Büyük Türk Ulusunun, tarihe nice kahramanlıklarıyla damgasını vurmuş hamuru da budur işte.
Bu hamurun özü;
Vatanına, milletine, bayrağına sadakatle bağlılıklarıdır, iman gücünün savaş meydanlarına yansımasıdır, elleri kınalı yiğit evlatlarımızın korkusuz yürekleridir, komutanlarına olan güvenleridir, komutanlarının savaş becerileridir.
Anaların, babaların yiğitlerine gerektiğinde bu aziz vatan toprakları uğruna seve, seve can verilir öğütleridir.
Son vatan topraklarımız da, bu hamurun özüyle yoğrulmamış mıdır?
Gazi Mustafa Kemal Atatürk’ün, silah arkadaşlarının önderliğinde verilen istiklal mücadelemiz, milletimizin bu eşsiz nitelikleriyle kazanılmamış mıdır?

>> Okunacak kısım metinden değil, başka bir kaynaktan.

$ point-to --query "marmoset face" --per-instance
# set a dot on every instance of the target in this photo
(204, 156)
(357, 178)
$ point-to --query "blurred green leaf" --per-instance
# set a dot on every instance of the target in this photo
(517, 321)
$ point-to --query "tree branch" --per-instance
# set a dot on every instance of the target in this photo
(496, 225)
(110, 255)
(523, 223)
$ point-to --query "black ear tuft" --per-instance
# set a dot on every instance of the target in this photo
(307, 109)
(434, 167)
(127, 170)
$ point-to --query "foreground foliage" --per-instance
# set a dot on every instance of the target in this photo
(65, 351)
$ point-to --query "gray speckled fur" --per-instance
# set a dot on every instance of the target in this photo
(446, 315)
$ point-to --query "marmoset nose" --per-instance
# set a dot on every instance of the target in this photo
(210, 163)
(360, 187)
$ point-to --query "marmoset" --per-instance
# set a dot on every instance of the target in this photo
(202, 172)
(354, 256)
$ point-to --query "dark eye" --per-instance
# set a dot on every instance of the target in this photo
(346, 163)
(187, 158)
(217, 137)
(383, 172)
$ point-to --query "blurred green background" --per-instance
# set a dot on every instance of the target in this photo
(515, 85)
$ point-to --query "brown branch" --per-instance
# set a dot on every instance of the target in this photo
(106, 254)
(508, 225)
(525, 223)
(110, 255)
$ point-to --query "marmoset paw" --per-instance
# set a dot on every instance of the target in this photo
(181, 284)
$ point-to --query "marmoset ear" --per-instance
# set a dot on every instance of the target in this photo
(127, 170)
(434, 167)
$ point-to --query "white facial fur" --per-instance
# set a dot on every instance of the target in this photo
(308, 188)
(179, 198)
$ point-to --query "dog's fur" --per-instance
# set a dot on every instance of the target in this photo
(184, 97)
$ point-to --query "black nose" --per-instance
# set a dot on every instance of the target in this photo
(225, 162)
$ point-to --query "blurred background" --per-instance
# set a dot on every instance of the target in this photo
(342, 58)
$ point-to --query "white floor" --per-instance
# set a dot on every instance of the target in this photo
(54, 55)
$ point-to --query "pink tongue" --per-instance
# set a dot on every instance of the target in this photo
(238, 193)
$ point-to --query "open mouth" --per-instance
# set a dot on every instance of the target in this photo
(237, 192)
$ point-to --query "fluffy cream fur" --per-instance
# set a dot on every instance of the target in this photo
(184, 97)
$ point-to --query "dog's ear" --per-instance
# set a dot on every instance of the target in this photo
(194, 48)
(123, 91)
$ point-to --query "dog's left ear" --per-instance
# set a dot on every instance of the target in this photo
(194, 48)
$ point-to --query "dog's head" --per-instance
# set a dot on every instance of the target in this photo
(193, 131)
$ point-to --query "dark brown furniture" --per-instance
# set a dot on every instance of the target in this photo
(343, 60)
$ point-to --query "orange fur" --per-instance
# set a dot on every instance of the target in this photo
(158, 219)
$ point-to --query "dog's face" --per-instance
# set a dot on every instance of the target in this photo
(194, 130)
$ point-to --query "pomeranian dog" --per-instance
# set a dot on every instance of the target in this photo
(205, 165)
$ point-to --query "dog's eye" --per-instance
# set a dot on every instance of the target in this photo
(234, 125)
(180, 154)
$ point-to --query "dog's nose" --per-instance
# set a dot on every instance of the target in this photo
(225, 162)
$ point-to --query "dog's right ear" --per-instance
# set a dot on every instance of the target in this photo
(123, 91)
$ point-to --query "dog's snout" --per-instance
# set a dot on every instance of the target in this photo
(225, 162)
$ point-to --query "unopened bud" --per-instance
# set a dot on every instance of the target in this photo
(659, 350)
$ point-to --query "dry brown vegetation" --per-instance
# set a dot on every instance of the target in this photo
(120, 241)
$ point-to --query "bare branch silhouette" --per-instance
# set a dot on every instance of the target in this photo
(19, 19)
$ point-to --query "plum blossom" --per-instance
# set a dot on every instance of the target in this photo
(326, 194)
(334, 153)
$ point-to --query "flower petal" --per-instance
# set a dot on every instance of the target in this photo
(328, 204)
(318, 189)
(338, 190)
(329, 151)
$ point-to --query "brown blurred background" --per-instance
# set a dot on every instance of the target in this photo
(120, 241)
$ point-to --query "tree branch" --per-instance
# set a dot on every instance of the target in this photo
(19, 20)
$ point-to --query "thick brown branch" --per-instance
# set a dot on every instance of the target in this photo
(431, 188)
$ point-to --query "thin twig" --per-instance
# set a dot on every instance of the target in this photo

Giderek artan terör olaylarıyla, devletimizi çökertmeye, milletimizi bir birine düşürmeye, vatan topraklarımızı bölüp parçalamaya yönelik tüm iç ve dış tehditler; hiç şüphe yoktur ki, yine bu hamurun özünden gelen benzer kahramanlıklar ile bertaraf edilecektir.
Türk milleti, o kendine has vatan sevdasıyla hiçbir düşmana, hiçbir terör örgütüne bundan önce nasıl boyun eğmediyse, bundan sonra da boyun eğmeyecektir.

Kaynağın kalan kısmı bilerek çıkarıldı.